On June 16, 2023, the US Commerce Department published a final rule (“Final Rule”), implementing President Biden’s 2021 Executive Order 14034 on “Protecting Americans’ Sensitive Data from Foreign Adversaries,” to amend the Commerce Department’s “Securing the Information and Communications Technology Supply Chain” regulations, 15 C.F.R. Part 7 (“ICTS Regulations”). The amendments mainly relate to connected software applications. The Final Rule was issued in response to comments received to a notice of proposed rulemaking (“NPRM”) issued on November 26, 2021 and an interim final rule (“Interim Rule”) issued on January 19, 2021, implementing former President Trump’s 2019 Executive Order 13873 on “Securing the Information and Communications Technology and Services Supply Chain.” Our blog posts on the NPRM and Interim Rule are here and here, respectively. Additional blog posts on a prior advanced notice of proposed rulemaking and industry response are here and here, respectively.
ICTS Transaction Review Criteria
The Final Rule responds to comments received during the NPRM’s comment period by amending the ICTS Regulations to clarify that “connected software applications” are a subcategory of covered transactions (“ICTS Transactions”) and provide additional criteria under which the US Secretary of Commerce (“Secretary”) may review whether an ICTS transaction involving “connected software applications” presents an undue or unacceptable risk as defined under the ICTS Regulations.

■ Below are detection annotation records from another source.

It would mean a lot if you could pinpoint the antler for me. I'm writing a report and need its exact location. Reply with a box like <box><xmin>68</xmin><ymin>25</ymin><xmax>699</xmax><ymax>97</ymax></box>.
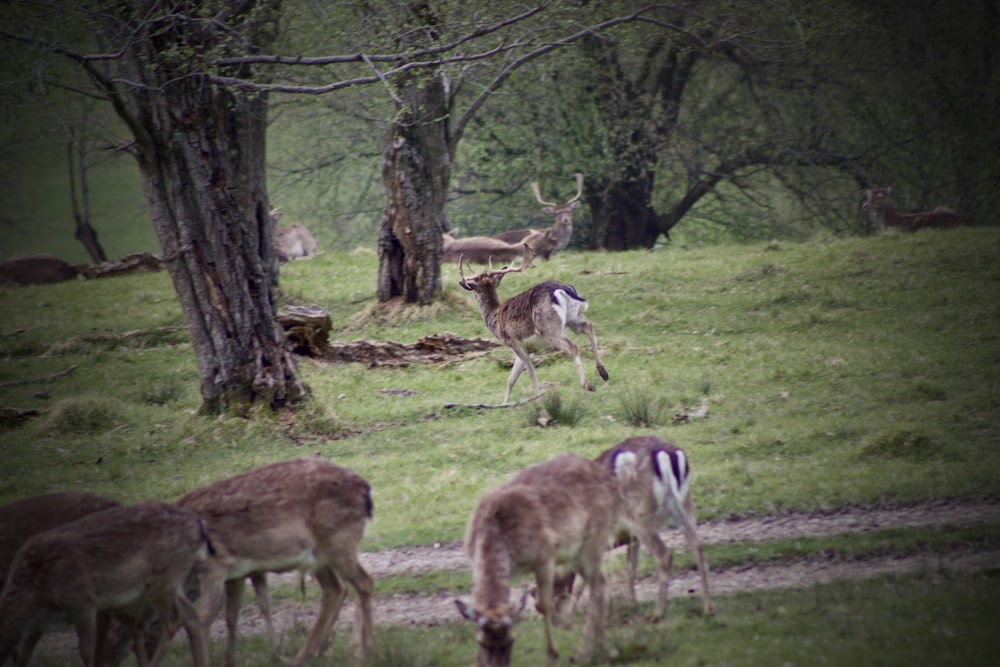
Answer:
<box><xmin>531</xmin><ymin>172</ymin><xmax>583</xmax><ymax>206</ymax></box>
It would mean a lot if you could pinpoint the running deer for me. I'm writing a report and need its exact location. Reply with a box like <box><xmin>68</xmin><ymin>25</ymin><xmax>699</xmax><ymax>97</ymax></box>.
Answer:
<box><xmin>458</xmin><ymin>245</ymin><xmax>608</xmax><ymax>404</ymax></box>
<box><xmin>455</xmin><ymin>454</ymin><xmax>622</xmax><ymax>667</ymax></box>
<box><xmin>178</xmin><ymin>458</ymin><xmax>372</xmax><ymax>667</ymax></box>
<box><xmin>0</xmin><ymin>502</ymin><xmax>211</xmax><ymax>667</ymax></box>
<box><xmin>493</xmin><ymin>173</ymin><xmax>583</xmax><ymax>259</ymax></box>
<box><xmin>861</xmin><ymin>188</ymin><xmax>962</xmax><ymax>232</ymax></box>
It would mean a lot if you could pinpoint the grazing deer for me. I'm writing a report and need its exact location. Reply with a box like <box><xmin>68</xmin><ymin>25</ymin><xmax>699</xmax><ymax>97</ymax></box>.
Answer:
<box><xmin>861</xmin><ymin>188</ymin><xmax>962</xmax><ymax>232</ymax></box>
<box><xmin>455</xmin><ymin>454</ymin><xmax>622</xmax><ymax>667</ymax></box>
<box><xmin>493</xmin><ymin>173</ymin><xmax>583</xmax><ymax>259</ymax></box>
<box><xmin>458</xmin><ymin>245</ymin><xmax>608</xmax><ymax>403</ymax></box>
<box><xmin>0</xmin><ymin>491</ymin><xmax>118</xmax><ymax>586</ymax></box>
<box><xmin>596</xmin><ymin>436</ymin><xmax>715</xmax><ymax>619</ymax></box>
<box><xmin>0</xmin><ymin>502</ymin><xmax>211</xmax><ymax>667</ymax></box>
<box><xmin>271</xmin><ymin>208</ymin><xmax>318</xmax><ymax>262</ymax></box>
<box><xmin>178</xmin><ymin>458</ymin><xmax>372</xmax><ymax>667</ymax></box>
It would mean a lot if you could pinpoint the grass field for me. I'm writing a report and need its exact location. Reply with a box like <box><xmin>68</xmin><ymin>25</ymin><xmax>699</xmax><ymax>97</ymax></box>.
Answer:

These Regulations afford the Secretary authority to “mitigate” (i.e., modify or prohibit) ICTS Transactions that pose such a risk.

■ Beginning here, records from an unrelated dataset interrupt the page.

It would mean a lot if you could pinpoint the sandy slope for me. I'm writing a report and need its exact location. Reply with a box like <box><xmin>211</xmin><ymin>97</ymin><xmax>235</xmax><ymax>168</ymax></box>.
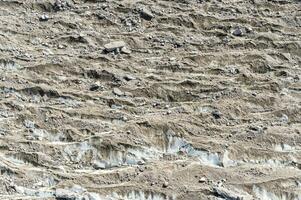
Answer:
<box><xmin>0</xmin><ymin>0</ymin><xmax>301</xmax><ymax>200</ymax></box>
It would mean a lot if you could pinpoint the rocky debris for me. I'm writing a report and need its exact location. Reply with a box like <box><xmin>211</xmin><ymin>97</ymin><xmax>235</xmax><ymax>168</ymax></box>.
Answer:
<box><xmin>123</xmin><ymin>75</ymin><xmax>136</xmax><ymax>81</ymax></box>
<box><xmin>120</xmin><ymin>47</ymin><xmax>132</xmax><ymax>54</ymax></box>
<box><xmin>211</xmin><ymin>110</ymin><xmax>222</xmax><ymax>119</ymax></box>
<box><xmin>53</xmin><ymin>0</ymin><xmax>71</xmax><ymax>11</ymax></box>
<box><xmin>89</xmin><ymin>82</ymin><xmax>103</xmax><ymax>91</ymax></box>
<box><xmin>140</xmin><ymin>8</ymin><xmax>154</xmax><ymax>20</ymax></box>
<box><xmin>199</xmin><ymin>177</ymin><xmax>206</xmax><ymax>183</ymax></box>
<box><xmin>0</xmin><ymin>0</ymin><xmax>301</xmax><ymax>200</ymax></box>
<box><xmin>162</xmin><ymin>181</ymin><xmax>169</xmax><ymax>188</ymax></box>
<box><xmin>55</xmin><ymin>185</ymin><xmax>101</xmax><ymax>200</ymax></box>
<box><xmin>39</xmin><ymin>14</ymin><xmax>49</xmax><ymax>22</ymax></box>
<box><xmin>104</xmin><ymin>41</ymin><xmax>126</xmax><ymax>52</ymax></box>
<box><xmin>93</xmin><ymin>161</ymin><xmax>106</xmax><ymax>169</ymax></box>
<box><xmin>232</xmin><ymin>28</ymin><xmax>244</xmax><ymax>36</ymax></box>
<box><xmin>213</xmin><ymin>186</ymin><xmax>253</xmax><ymax>200</ymax></box>
<box><xmin>113</xmin><ymin>88</ymin><xmax>125</xmax><ymax>96</ymax></box>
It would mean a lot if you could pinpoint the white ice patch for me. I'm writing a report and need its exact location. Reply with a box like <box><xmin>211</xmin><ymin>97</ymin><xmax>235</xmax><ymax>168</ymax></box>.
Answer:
<box><xmin>104</xmin><ymin>191</ymin><xmax>176</xmax><ymax>200</ymax></box>
<box><xmin>253</xmin><ymin>186</ymin><xmax>301</xmax><ymax>200</ymax></box>
<box><xmin>166</xmin><ymin>135</ymin><xmax>221</xmax><ymax>166</ymax></box>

Under the Final Rule, the criteria for review of an ICTS Transaction involving a “connected software application” are:
- Ownership, control, or management by persons that support a foreign adversary’s military, intelligence, or proliferation activities;
- Use of the connected software application to conduct surveillance that enables espionage, including through a foreign adversary’s access to sensitive or confidential government or business information, or sensitive personal data;
- Ownership, control, or management of connected software applications by persons subject to the jurisdiction or direction of a foreign adversary;
- Ownership, control, or management of connected software applications by persons involved in malicious cyber activities;
- Whether there is regular, thorough, and reliable third-party auditing of connected software applications;
- The scope and sensitivity of the data collected;
- The number and sensitivity of the users with access to the connected software application; and
- The extent to which identified risks have been or can be mitigated using measures that can be verified by independent third parties.
These criteria are largely the same ones the Commerce Department proposed in the NPRM.
Definitions Related to “Connected Software Applications”
The Commerce Department retained the original definition of “connected software application” introduced under Section 3 of Executive Order 14034. The term is defined as “software, a software program, or a group of software programs, that is designed to be used on an end-point computing device and includes as an integral functionality, the ability to collect, process, or transmit data via the internet” [emphasis added].
In relation to “connected software applications,” the Final Rule introduced definitions of “end-point computing devices” and “via the internet.” The Commerce Department defines “end-point computing devices” as devices “that can receive or transmit data and [include] as an integral functionality, the ability to collect, process, or transmit data via the internet.” “Via the internet” is defined as “using internet protocols to transmit data including, but not limited to, transmissions by cable, telephone line, wireless, satellite or other means.”
The ICTS Regulations: A Work in Progress
The rule is effective July 17, 2023. To date, there is no public indication that the Commerce Department has used the ICTS Regulations to review any ICTS Transaction. There is also still no mechanism for companies to seek prior clearance of ICTS Transactions. In the supplementary information to the Final Rule, the Department itself notes that it intends to revisit relevant sections of the ICTS Regulations as it gains more “experience” with ICTS Transactions involving connected software applications.